Sire… – Que veux? – Entendez… – Quoy? – Mon cas.– Or dy. –  Je suys… –  Qui? –  La destruicte France!– Par qui? –  Par vous. –  Comment? –  En tous estats.– Tu mens. –  Non fais. –  Qui le dit? –  Ma souffrance.– Que souffres tu? –  Meschief. –  Quel? –  A oultrance.– Je n’en croy rien. –  Bien y pert. –  N’en dy plus!– Las! si feray. –  Tu perds temps. –  Quelz abus!– Qu’ay-je mal fait? –  Contre paix1256. – Es comment?– Guerroyant… –  Qui? –  Vos amys et congnus.– Parle plus beau. –  Je ne puis, bonnement1257.Сир… – Что тебе? – Внемлите… – Ты о чем?– Я… – Кто ты? –  Франция опустошенна.– Кем? –  Вами. –  Как? –  В сословии любом.– Молчи. –  Се речь терпенья несконченна.– Как так? –  Живу, напастьми окруженна.– Ложь! –  Верьте мне. –  Пустое ремесло!– Молю! –  Напрасно. –  Се творите зло!– Кому? –  Противу мира. –  Как? –  Воюя…– С кем? –  Ближних истребляете зело.– Учтивей будь. –  Нет, право, не могу я.

Еще одним выражением поверхностного натурализма в литературе этого времени является следующее. Хотя намерения Фруассара направлены на описание рыцарских подвигов, он с большой точностью изображает – можно сказать, вопреки своей воле – прозаическую реальность войны. Так же как и Коммин, который подтрунивает над рыцарством, Фруассар особенно наглядно описывает усталость, ненужные приготовления, бессмысленные передвижения войск, беспокойство ночного лагеря. Он умеет мастерски передавать настроение промедления и ожидания1258.

В скупом и точном рассказе о внешних обстоятельствах того или иного события он достигает порою почти трагической силы, как, например, в описании смерти юного Гастона Феба, в гневе заколотого своим отцом1259. Фруассар настолько фотографичен, что за его словами распознаются черты рассказчиков, поверяющих ему свои бесчисленные faits divers [происшествия]. Так, всё, что поведал его попутчик, рыцарь Эспен дю Лион, передано просто великолепно. Там, где литература безыскусно описывает, не испытывая помех со стороны всевозможных условностей, она сравнима с живописью, хотя всё же не может не уступать ей.

Эти непринужденные наблюдения не распространяются на изображение в литературе картин природы. К природоописанию литература XV столетия отнюдь не стремится. Ее наблюдения ограничиваются пересказыванием эпизодов, если находят их важными, – при том, что все внешние обстоятельства фиксируются так, как если бы они были запечатлены на светочувствительной пластинке. Об осознанной литературной манере здесь не может быть и речи. Однако изображение природы, которое для живописи являлось естественной принадлежностью этого вида искусства и происходило как бы само собою, в литературе – сознательный стилевой прием, привязанный к определенным формам, вне какой-либо потребности в подражании. В живописи изображение природы было делом побочным и поэтому могло оставаться чистым и сдержанным. Именно потому, что сюжет не имел отношения к ландшафтному фону, а последний не являлся составным элементом иерархического стиля, художники XV столетия могли придавать своим пейзажам ту меру гармоничной естественности, в которой строгие предписания, касающиеся сюжета, всё еще отказывали основному изображению.

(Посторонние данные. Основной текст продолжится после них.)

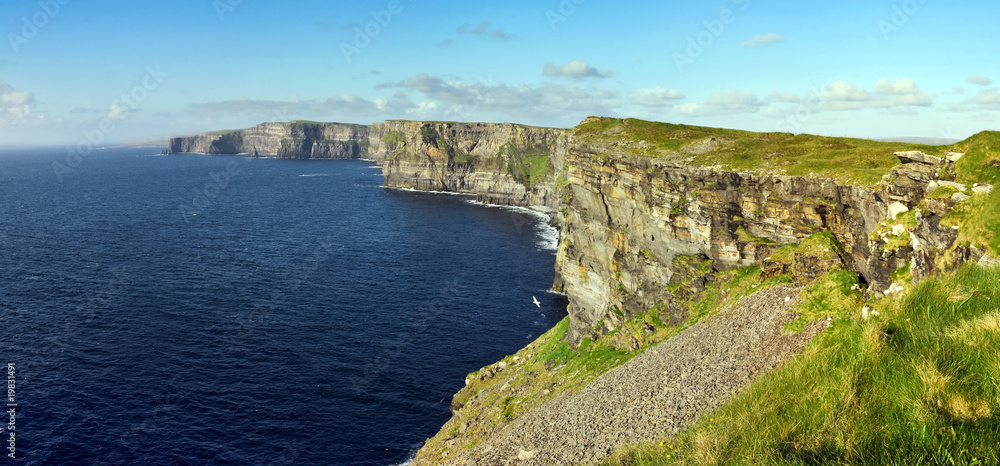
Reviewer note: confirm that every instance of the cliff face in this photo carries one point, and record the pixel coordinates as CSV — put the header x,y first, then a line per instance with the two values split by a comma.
x,y
295,140
629,217
502,164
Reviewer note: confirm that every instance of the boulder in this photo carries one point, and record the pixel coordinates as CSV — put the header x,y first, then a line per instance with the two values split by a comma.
x,y
980,188
918,157
897,208
988,261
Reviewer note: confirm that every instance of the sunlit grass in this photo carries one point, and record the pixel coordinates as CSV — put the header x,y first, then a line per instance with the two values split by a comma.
x,y
918,385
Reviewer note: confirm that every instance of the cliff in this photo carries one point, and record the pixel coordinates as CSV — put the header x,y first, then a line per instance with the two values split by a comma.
x,y
662,224
294,140
629,217
504,164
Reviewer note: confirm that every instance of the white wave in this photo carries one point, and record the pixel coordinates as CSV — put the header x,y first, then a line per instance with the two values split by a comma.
x,y
422,191
548,235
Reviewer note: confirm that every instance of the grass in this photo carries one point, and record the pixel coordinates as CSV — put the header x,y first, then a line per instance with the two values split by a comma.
x,y
848,160
917,385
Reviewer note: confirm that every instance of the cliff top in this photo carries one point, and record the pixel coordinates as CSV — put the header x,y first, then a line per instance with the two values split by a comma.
x,y
847,160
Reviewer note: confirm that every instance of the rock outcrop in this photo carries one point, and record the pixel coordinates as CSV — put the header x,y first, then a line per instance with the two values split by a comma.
x,y
294,140
504,164
628,218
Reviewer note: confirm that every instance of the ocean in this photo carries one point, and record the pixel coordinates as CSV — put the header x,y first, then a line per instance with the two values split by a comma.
x,y
192,309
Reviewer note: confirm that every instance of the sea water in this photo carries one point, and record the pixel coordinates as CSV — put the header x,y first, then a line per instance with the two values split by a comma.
x,y
193,309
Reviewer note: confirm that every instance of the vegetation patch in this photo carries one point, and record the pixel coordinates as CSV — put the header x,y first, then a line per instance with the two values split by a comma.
x,y
847,160
916,385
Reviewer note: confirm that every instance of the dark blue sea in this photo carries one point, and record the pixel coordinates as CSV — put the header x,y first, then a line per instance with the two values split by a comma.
x,y
191,309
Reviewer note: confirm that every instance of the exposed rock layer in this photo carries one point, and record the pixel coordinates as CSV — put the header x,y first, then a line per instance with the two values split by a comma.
x,y
295,140
628,218
502,164
657,393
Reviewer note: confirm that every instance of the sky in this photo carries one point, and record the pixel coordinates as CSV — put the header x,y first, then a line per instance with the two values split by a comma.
x,y
123,71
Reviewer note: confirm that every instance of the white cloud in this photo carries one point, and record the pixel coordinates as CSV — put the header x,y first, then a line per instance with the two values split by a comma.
x,y
724,103
886,94
15,106
545,104
483,29
979,80
781,98
575,69
764,40
658,97
117,112
985,99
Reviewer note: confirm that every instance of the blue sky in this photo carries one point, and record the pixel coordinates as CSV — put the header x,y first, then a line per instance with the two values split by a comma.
x,y
127,71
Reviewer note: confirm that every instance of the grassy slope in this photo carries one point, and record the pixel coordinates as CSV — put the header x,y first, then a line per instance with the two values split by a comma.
x,y
549,367
848,160
917,384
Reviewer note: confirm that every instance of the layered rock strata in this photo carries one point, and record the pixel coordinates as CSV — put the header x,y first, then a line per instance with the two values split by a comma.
x,y
295,140
629,217
504,164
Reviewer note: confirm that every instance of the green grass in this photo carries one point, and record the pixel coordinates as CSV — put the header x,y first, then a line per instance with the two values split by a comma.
x,y
918,384
224,132
848,160
979,217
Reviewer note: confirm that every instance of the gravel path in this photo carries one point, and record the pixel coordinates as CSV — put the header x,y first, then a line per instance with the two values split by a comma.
x,y
658,392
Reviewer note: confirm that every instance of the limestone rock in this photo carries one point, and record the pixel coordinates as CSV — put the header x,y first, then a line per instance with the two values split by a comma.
x,y
485,159
294,140
988,261
918,157
980,188
958,186
897,208
894,289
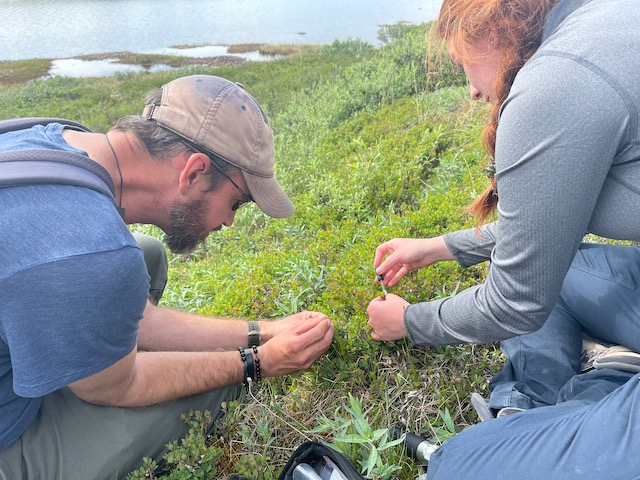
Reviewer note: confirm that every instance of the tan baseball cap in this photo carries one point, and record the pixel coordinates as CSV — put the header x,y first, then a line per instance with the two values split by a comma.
x,y
223,119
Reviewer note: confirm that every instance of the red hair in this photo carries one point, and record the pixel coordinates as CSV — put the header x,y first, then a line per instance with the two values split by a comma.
x,y
515,28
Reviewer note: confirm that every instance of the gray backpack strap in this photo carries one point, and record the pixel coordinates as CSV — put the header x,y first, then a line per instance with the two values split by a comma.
x,y
24,123
29,167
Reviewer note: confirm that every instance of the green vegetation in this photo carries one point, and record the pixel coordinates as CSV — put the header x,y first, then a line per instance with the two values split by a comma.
x,y
370,145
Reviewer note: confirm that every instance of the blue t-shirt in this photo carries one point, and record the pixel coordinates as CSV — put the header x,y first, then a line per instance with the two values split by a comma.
x,y
73,287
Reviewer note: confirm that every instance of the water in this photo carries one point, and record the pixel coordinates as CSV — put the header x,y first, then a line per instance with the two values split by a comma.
x,y
66,28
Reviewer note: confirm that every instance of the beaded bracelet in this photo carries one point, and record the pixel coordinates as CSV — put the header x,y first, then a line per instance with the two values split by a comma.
x,y
257,360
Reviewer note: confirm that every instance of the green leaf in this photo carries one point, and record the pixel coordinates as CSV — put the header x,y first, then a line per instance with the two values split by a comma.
x,y
351,439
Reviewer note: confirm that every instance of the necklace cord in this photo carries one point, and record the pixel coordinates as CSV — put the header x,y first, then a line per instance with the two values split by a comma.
x,y
119,170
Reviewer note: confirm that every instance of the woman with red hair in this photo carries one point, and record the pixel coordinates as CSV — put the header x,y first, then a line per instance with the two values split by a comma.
x,y
563,78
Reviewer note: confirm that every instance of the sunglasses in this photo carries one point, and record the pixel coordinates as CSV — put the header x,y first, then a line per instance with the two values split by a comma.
x,y
246,198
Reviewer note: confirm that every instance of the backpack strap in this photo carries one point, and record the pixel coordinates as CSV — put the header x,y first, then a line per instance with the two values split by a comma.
x,y
14,124
29,167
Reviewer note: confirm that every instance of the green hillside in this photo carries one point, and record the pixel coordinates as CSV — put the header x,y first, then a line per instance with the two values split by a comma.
x,y
371,144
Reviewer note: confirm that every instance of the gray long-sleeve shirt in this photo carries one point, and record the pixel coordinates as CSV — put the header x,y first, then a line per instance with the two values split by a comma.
x,y
568,163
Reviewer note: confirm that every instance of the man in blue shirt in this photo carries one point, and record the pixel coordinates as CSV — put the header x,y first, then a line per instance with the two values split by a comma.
x,y
94,376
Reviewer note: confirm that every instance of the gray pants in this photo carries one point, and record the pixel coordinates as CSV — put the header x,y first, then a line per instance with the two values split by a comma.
x,y
71,439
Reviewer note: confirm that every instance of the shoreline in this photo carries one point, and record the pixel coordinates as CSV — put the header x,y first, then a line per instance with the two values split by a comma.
x,y
96,65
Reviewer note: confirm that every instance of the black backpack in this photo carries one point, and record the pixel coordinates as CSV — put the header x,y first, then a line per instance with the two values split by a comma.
x,y
28,167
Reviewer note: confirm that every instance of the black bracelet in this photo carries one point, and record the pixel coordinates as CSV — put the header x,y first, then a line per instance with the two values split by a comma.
x,y
249,365
257,361
243,356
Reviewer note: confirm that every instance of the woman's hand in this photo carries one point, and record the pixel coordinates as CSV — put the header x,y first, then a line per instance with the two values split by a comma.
x,y
386,317
407,254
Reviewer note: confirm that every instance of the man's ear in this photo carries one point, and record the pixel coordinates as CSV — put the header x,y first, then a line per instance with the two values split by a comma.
x,y
193,172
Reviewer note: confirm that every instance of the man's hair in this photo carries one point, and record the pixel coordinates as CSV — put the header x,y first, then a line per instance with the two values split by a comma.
x,y
162,144
513,26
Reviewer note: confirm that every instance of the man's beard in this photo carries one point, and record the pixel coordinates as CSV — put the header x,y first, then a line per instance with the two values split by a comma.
x,y
187,231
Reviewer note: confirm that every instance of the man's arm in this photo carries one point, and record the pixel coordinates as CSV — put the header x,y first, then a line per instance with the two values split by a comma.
x,y
147,378
163,329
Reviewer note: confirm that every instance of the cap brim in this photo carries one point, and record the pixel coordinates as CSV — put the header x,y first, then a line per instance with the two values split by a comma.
x,y
269,195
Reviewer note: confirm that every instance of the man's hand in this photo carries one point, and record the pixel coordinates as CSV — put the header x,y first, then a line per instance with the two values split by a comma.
x,y
302,339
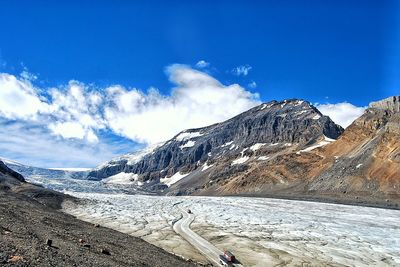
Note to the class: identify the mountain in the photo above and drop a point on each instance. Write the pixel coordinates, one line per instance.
(362, 166)
(9, 177)
(197, 159)
(365, 161)
(30, 171)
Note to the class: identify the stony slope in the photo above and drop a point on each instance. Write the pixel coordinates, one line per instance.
(362, 166)
(272, 127)
(29, 218)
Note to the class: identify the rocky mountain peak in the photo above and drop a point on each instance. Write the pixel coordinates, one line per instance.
(4, 170)
(391, 104)
(275, 126)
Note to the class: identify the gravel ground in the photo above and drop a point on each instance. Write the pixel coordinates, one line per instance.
(26, 225)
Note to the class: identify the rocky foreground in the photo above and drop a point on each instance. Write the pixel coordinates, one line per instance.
(34, 233)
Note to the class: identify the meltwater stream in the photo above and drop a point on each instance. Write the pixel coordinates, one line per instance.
(261, 232)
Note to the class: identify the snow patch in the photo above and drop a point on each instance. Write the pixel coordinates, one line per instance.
(227, 144)
(240, 160)
(300, 112)
(71, 169)
(187, 135)
(205, 166)
(316, 117)
(173, 179)
(121, 178)
(257, 146)
(189, 143)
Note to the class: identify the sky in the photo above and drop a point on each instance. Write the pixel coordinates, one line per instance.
(81, 83)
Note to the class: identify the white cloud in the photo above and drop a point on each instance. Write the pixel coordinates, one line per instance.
(341, 113)
(242, 70)
(32, 144)
(18, 98)
(253, 84)
(197, 100)
(202, 64)
(76, 113)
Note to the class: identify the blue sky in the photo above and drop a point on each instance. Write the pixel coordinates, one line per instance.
(328, 52)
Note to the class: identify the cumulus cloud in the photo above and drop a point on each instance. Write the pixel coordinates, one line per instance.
(80, 112)
(253, 84)
(197, 100)
(19, 99)
(202, 64)
(242, 70)
(341, 113)
(31, 143)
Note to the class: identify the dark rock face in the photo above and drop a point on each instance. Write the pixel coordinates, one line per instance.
(7, 171)
(391, 104)
(290, 121)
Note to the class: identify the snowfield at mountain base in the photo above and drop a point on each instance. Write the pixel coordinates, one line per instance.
(259, 231)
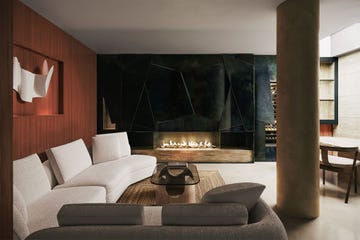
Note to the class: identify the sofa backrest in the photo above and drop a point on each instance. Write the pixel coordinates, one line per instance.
(50, 174)
(30, 178)
(69, 159)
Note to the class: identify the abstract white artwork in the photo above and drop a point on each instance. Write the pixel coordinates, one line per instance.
(30, 85)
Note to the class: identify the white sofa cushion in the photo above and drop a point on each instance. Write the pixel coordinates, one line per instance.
(115, 175)
(69, 159)
(30, 178)
(19, 224)
(124, 142)
(43, 213)
(106, 149)
(19, 203)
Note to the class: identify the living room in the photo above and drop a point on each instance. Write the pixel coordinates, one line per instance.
(193, 84)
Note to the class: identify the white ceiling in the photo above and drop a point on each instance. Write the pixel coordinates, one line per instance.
(182, 26)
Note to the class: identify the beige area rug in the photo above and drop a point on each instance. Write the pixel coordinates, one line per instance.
(143, 192)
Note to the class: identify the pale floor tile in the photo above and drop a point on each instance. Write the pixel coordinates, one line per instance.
(337, 220)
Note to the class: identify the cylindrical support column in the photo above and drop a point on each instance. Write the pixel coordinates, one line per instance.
(297, 108)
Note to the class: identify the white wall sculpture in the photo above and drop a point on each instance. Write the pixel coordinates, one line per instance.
(30, 85)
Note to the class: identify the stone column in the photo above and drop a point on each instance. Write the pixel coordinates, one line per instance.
(297, 106)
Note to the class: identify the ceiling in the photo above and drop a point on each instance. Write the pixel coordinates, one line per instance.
(182, 26)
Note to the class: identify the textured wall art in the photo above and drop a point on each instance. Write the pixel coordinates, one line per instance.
(30, 85)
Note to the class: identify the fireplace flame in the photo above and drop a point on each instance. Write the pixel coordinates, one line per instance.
(187, 144)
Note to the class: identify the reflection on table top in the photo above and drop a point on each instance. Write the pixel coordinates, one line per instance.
(340, 142)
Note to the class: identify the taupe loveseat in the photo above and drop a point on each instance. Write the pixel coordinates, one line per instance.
(208, 221)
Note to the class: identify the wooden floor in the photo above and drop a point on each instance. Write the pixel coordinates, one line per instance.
(144, 192)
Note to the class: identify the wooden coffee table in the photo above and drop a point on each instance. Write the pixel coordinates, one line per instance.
(175, 183)
(145, 192)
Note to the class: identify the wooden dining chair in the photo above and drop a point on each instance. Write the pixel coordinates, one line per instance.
(340, 164)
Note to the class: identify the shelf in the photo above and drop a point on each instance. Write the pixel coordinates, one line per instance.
(328, 78)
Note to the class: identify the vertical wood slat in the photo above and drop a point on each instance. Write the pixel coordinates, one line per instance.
(34, 134)
(6, 12)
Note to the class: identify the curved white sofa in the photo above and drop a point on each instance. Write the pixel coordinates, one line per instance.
(71, 176)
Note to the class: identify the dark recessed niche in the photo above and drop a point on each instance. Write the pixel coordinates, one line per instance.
(179, 93)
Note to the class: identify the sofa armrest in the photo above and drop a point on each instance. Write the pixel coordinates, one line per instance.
(100, 214)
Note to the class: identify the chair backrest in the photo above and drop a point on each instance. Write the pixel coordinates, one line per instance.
(326, 149)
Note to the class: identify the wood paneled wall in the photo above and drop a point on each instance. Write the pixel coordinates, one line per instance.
(5, 119)
(36, 133)
(326, 129)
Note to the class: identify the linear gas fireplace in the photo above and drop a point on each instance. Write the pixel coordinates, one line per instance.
(186, 140)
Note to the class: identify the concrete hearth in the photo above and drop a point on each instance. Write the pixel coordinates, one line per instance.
(198, 155)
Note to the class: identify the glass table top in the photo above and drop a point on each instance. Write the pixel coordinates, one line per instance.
(175, 174)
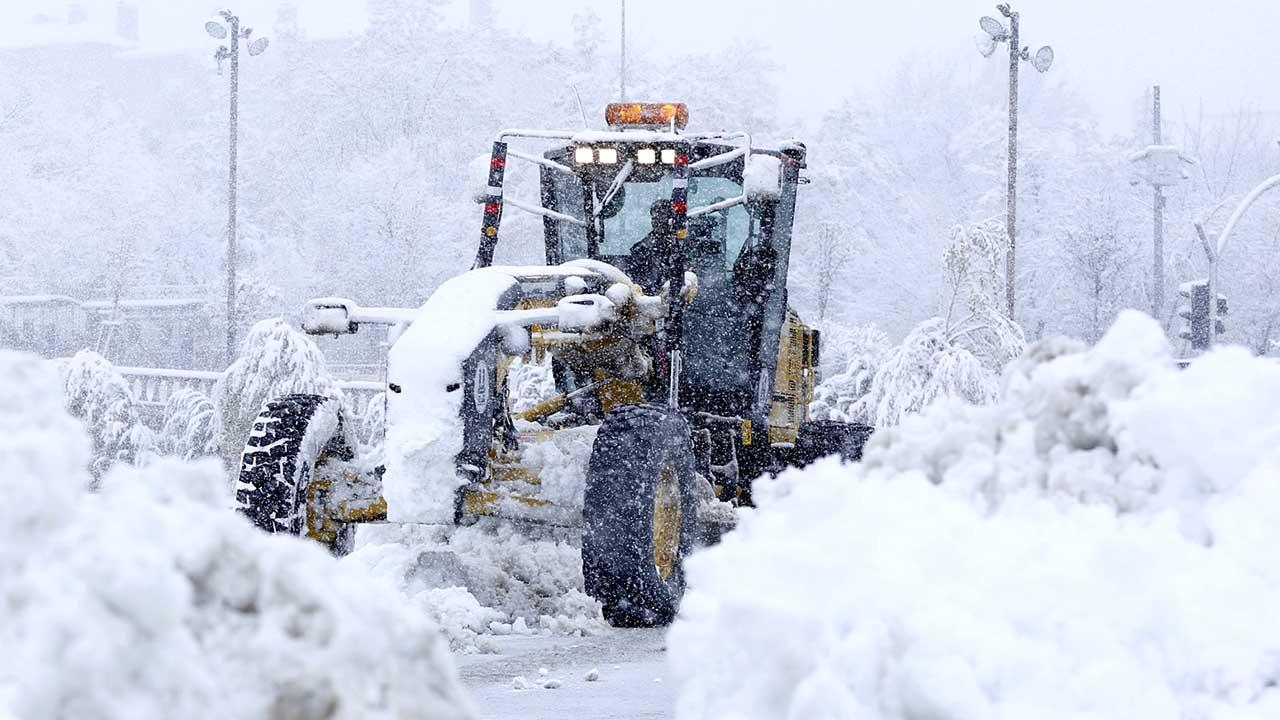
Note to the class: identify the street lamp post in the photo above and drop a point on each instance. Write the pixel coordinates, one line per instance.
(231, 51)
(995, 35)
(1214, 250)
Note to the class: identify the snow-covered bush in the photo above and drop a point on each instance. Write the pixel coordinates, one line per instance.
(100, 397)
(927, 365)
(959, 355)
(190, 425)
(275, 359)
(860, 352)
(1098, 542)
(147, 600)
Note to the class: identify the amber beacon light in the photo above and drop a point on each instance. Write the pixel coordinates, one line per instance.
(647, 114)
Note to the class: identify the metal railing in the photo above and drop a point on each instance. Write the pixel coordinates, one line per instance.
(152, 387)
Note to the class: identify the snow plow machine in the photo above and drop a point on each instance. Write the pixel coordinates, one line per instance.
(661, 320)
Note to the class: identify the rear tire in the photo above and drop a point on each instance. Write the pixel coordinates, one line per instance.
(291, 436)
(639, 515)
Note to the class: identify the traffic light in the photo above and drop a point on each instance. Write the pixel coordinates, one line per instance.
(1197, 314)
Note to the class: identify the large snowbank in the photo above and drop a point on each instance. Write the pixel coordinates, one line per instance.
(484, 579)
(149, 600)
(1100, 542)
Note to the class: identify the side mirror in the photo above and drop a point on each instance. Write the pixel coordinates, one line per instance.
(762, 177)
(329, 315)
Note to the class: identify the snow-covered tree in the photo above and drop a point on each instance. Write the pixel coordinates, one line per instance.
(190, 425)
(275, 359)
(100, 397)
(856, 352)
(960, 355)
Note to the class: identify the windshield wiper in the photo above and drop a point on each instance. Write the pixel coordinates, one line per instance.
(624, 173)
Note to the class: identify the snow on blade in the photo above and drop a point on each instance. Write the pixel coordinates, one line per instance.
(424, 420)
(1098, 542)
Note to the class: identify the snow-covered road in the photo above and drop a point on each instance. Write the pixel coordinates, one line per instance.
(632, 679)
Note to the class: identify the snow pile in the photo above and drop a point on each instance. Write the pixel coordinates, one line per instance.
(485, 579)
(424, 419)
(561, 463)
(529, 383)
(275, 359)
(100, 397)
(147, 600)
(1097, 543)
(439, 363)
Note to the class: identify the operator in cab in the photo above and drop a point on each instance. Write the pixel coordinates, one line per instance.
(647, 260)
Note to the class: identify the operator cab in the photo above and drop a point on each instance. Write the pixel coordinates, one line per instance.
(611, 196)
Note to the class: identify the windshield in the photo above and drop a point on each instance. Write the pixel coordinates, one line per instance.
(626, 218)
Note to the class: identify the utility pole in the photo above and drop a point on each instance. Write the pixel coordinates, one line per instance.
(995, 35)
(1011, 253)
(231, 51)
(622, 69)
(1157, 264)
(232, 186)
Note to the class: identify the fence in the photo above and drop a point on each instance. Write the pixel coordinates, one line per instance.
(152, 387)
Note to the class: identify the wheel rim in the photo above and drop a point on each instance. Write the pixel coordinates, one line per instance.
(666, 523)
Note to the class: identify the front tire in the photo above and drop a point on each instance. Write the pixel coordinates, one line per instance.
(639, 515)
(819, 438)
(292, 434)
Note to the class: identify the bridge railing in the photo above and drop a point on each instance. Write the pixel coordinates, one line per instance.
(152, 387)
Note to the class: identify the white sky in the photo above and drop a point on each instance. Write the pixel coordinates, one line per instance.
(1221, 53)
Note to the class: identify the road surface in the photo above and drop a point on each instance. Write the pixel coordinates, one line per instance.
(632, 678)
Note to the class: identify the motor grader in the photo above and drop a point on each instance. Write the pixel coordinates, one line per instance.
(662, 317)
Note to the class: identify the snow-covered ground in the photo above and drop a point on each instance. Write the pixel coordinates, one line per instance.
(1100, 542)
(617, 674)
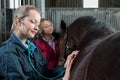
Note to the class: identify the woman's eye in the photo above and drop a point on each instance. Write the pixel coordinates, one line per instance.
(32, 21)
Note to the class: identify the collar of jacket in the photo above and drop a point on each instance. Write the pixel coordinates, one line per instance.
(19, 44)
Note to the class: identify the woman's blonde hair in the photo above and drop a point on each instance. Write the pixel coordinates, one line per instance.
(22, 12)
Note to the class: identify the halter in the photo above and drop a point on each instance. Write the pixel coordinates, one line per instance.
(48, 78)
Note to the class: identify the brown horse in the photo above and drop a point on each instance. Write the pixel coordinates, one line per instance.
(99, 57)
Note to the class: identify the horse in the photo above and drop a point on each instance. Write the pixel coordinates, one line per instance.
(98, 43)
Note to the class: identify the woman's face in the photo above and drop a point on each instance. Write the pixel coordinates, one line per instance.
(47, 27)
(29, 25)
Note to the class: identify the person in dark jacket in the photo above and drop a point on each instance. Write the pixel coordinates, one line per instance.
(20, 58)
(47, 42)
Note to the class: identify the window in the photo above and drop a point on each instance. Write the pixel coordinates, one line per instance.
(90, 3)
(15, 3)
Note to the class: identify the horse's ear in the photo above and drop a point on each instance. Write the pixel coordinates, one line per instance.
(63, 26)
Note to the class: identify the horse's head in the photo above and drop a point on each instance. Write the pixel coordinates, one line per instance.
(83, 31)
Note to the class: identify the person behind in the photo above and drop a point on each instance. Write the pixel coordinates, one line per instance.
(47, 42)
(20, 59)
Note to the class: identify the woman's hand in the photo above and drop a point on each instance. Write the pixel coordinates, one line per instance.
(69, 63)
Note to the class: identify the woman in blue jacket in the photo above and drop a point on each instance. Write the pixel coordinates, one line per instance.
(20, 59)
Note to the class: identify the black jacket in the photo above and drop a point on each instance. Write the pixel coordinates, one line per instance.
(14, 63)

Египетское искусство являет собою точную параллель этой особенности: в моделировке фигурок рабов, из-за того что это было не главным, художник отказывался от формальных канонов, требовавших в изображение людей вносить определенные искажения, – и иногда именно эти второстепенные фигурки демонстрируют изумительную по чистоте верность природе, так же как и фигурки животных.

Чем меньше проявляется связь ландшафта с основным изображением, тем гармоничнее и естественнее покоится он в самом себе. В качестве фона в напряженном, вычурном, помпезном Поклонении волхвов на миниатюре из Très riches heures de Chantilly1260 [Роскошного часослова из Шантийи] вид Буржа возникает в мечтательной нежности, завершенный атмосферой и ритмом.